Предпринимательский университет – не просто учреждение, предоставляющее платные образовательные услуги. Это вуз, в котором специализированное отраслевое знание превалирует над общим знанием. Система учебных курсов формируется в нем в соответствии с рыночным спросом на определенный тип квалификации, а не абстрактной логоцентристской дидактикой. С моделью предпринимательского университета тесно связана идеология корпоративного учебного заведения, готовящего кадры в соответствии с внутрицеховыми запросами и выступающего элементом большой корпоративной структуры.
По точному выражению Пьера Бурдье, университет выступает образцовым местом для принятия экзаменов, но именно в силу этого практически не ставится под вопрос. Причиной служит то, что вместе с передачей знаний университетская институция осуществляет трансляцию ценностей, воспринимающихся его питомцами «как должное». Доминирование определенных моделей университетского знания ведет, таким образом, к преобладанию соответствующей системы ценностей, точнее, к формированию наиболее общих принципов, позволяющих в чем-то усматривать ценность, а что-то, наоборот, лишать соответствующих прерогатив.

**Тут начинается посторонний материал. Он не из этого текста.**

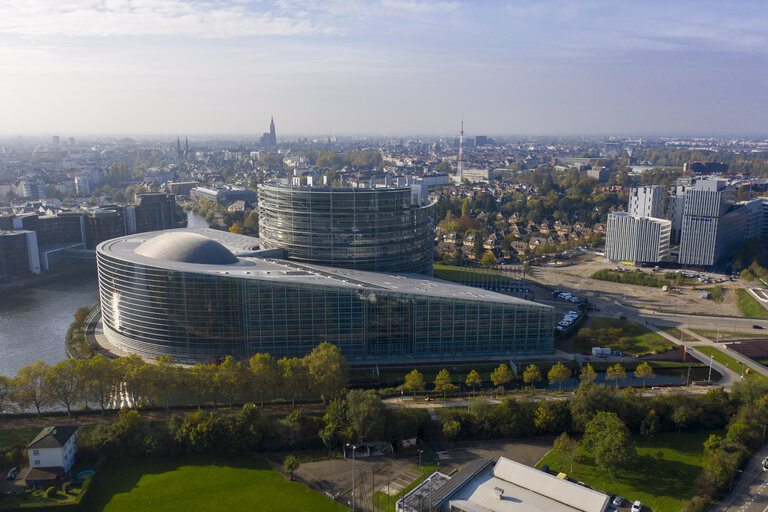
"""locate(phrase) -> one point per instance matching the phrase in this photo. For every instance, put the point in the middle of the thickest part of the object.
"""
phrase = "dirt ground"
(576, 278)
(334, 477)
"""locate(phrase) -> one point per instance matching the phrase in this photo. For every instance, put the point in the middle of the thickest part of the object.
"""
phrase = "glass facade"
(194, 317)
(358, 228)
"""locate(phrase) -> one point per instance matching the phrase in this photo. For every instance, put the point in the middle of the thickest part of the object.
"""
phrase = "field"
(200, 483)
(10, 437)
(380, 499)
(616, 334)
(662, 477)
(732, 363)
(749, 306)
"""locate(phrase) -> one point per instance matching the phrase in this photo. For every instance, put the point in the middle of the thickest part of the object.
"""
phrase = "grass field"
(606, 332)
(469, 275)
(10, 437)
(733, 364)
(380, 499)
(662, 476)
(200, 483)
(749, 306)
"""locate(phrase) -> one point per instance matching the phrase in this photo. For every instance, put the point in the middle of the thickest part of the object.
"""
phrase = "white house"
(50, 453)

На протяжении 2000-х годов в России модели корпоративного и предпринимательского университетов постепенно вытесняли традиционный «универсальный» университет, основанный на идеях Канта и Гумбольдта. С точки зрения эволюции ценностных приоритетов этот процесс не просто обозначил собой распространение рыночных ценностей, но явился симптомом возникновения новой формы ценностного сознания, в рамках которого ценным оказывается то, что включено в систему меновых отношений и в буквальном смысле может «чего-то стоить».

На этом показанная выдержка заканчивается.